Name permanence
Xarray Datasets don't alter the names of the objects they store:
In [1]: import xarray as xr
In [2]: da = xr.DataArray(name="b")
In [3]: ds = xr.Dataset()
In [4]: ds['a'] = da
In [5]: ds["a"].name
Out[5]: 'a'
In [6]: da.name
Out[6]: 'b'
After #41 (and #115 ensures it) then DataTree objects behave similarly for data variables they store
In [7]: from datatree import DataTree
In [8]: root = DataTree()
In [9]: root["a"] = da
In [10]: root["a"].name
Out[10]: 'a'
In [11]: da.name
Out[11]: 'b'
However, currently DataTree objects do alter the name of child DataTree nodes that they store.
In [12]: subtree = DataTree(name="b")
In [13]: root = DataTree()
In [14]: root["a"] = subtree
In [15]: root["a"].name
Out[15]: 'a'
In [16]: subtree.name
Out[16]: 'a'
I noticed this in #115, but fixing it might be a bit complex.
The reason fixing this is complicated is that Dataset doesn't actually store DataArray objects, instead it stores lower-level Variable objects, which are unnamed. It then recreates a new DataArray object when __getitem__ is called.
Implementing a similar solution with DataTree objects would require DataTree to not store other DataTree objects, but instead store a lower-level unnamed node object. Then when DataTree.__getitem__ was called we would recreate a new DataTree object from the underlying node object.
I'm trying to think about whether that design might cause any other consistency problems though...
@shoyer wondering if you have an opinions on this? Do you think this name behaviour is a subtle but important feature of xarray or a unimportant detail?
I do think this behavior is important. I would definitely consider alternative data structures for internal storage.

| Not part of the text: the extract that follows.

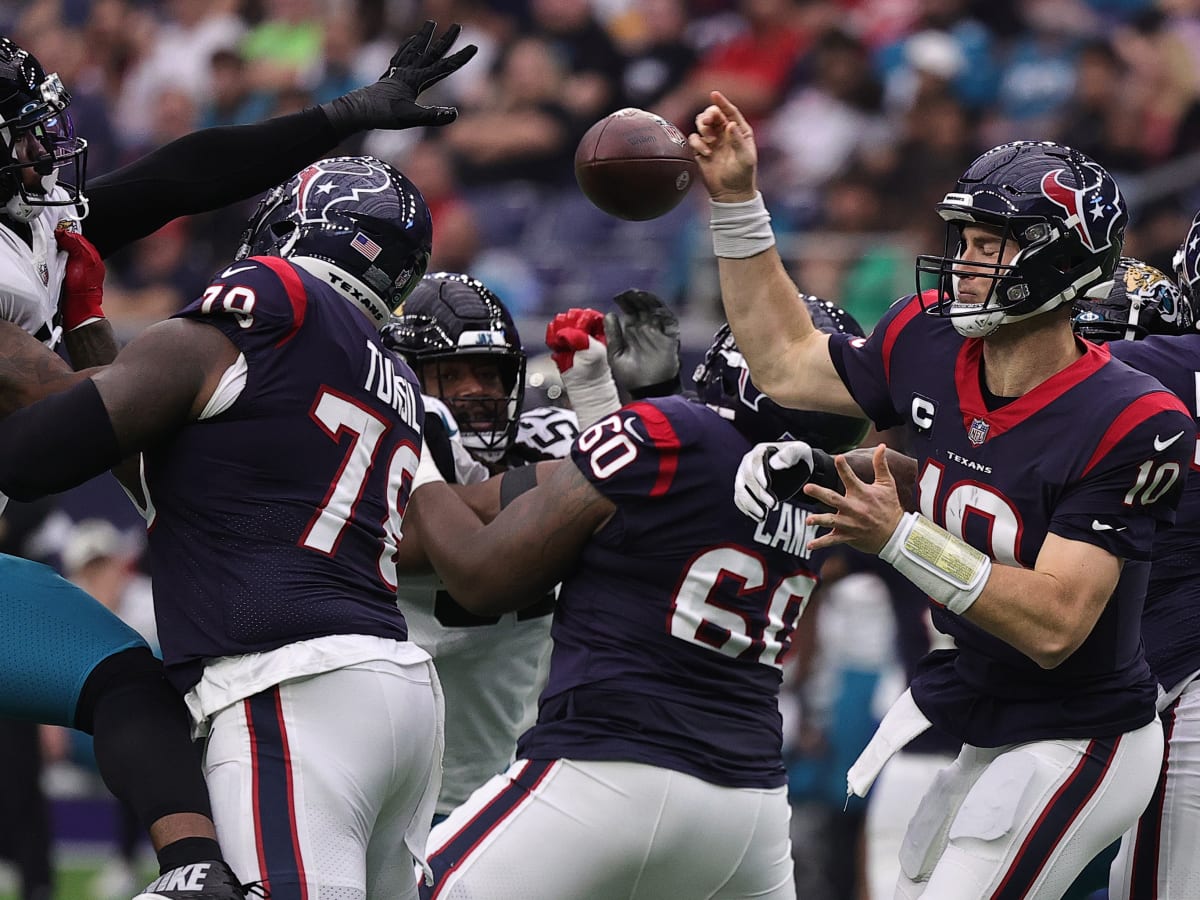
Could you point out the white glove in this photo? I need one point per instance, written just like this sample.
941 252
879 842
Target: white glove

Okay I think a design like this would work, where DataNode is analogous to Variable in that it's a private internal class that contains data but doesn't know it's own name.

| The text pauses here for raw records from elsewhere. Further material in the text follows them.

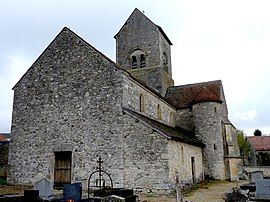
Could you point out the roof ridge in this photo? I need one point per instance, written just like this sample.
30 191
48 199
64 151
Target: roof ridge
198 83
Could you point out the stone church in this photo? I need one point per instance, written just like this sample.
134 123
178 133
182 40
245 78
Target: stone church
74 105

Notice that you could technically have an entire tree of only DataNodes (because they still store the names of children via dict keys), but we would ensure the user always gets returned a DataTree which points to DataNodes.
from typing import TypeVar, Generic, Optional, OrderedDict, Dict, Mapping, Hashable, Any, Union
from xarray.core.variable import Variable
from xarray.core.utils import Frozen
Tree = TypeVar("Tree", bound="TreeNode")
class TreeNode(Generic[Tree]):
"""Unnamed tree node"""
_parent: Optional[Tree]
_children: OrderedDict[str, Tree]
@property
def children(self) -> Mapping[str, Tree]:
return Frozen(self._children)
class NamedNodeMixin:
"""
Enables a node to know its own name.
Implements path-like relationships to other nodes in its tree.
"""
_name: Optional[str]
@property
def name(self) -> Union[str, None]:
"""The name of this node."""
return self._name
@property
def path(self) -> str:
...
def relative_to(self: NamedNodeMixin, other: NamedNodeMixin) -> str:
...
class DataNode(TreeNode, Generic[Tree]):
"""Unnamed tree node which also stores data."""
# TODO this could potentially inherit from Dataset?
_parent: Optional[DataNode]
_children: OrderedDict[str, DataNode]
_variables: Dict[Hashable, Variable]
...
class DataTree(DataNode, NamedNodeMixin, Generic[Tree]):
_name: Optional[str]
_parent: Optional[DataTree]
_children: OrderedDict[str, DataNode]
_variables: Dict[Hashable, Variable]
...
@property
def children(self) -> Mapping[str, DataTree]:
children_as_datatrees = {
name: DataTree._construct_from_datanode(
name=name, datanode=child,
)
for name, child in self._children
}
return Frozen(children_as_datatrees)
@classmethod
def _construct_direct(
cls,
name: str | None = None,
parent: DataTree | None = None,
children: OrderedDict[str, DataNode] = None,
variables: dict[Any, Variable] = None,
) -> DataTree:
"""Shortcut around __init__ for internal use when we want to skip costly validation."""
...
@classmethod
def _construct_from_datanode(cls, name: str, datanode: DataNode) -> DataTree:
return DataTree._construct_direct(
name=name,
parent=datanode._parent,
children=datanode._children,
variables=datanode._variables,
)
def _construct_datatree(self, name: str) -> DataTree:
"""Used when a single child node is requested"""
child_datanode = self._children[name]
return DataTree._construct_from_datanode(name=name, datanode=child_datanode)
Alternatively Stephan suggested today that this might be achieved just by ensuring that group insertion occurs by making a shallow copy instead.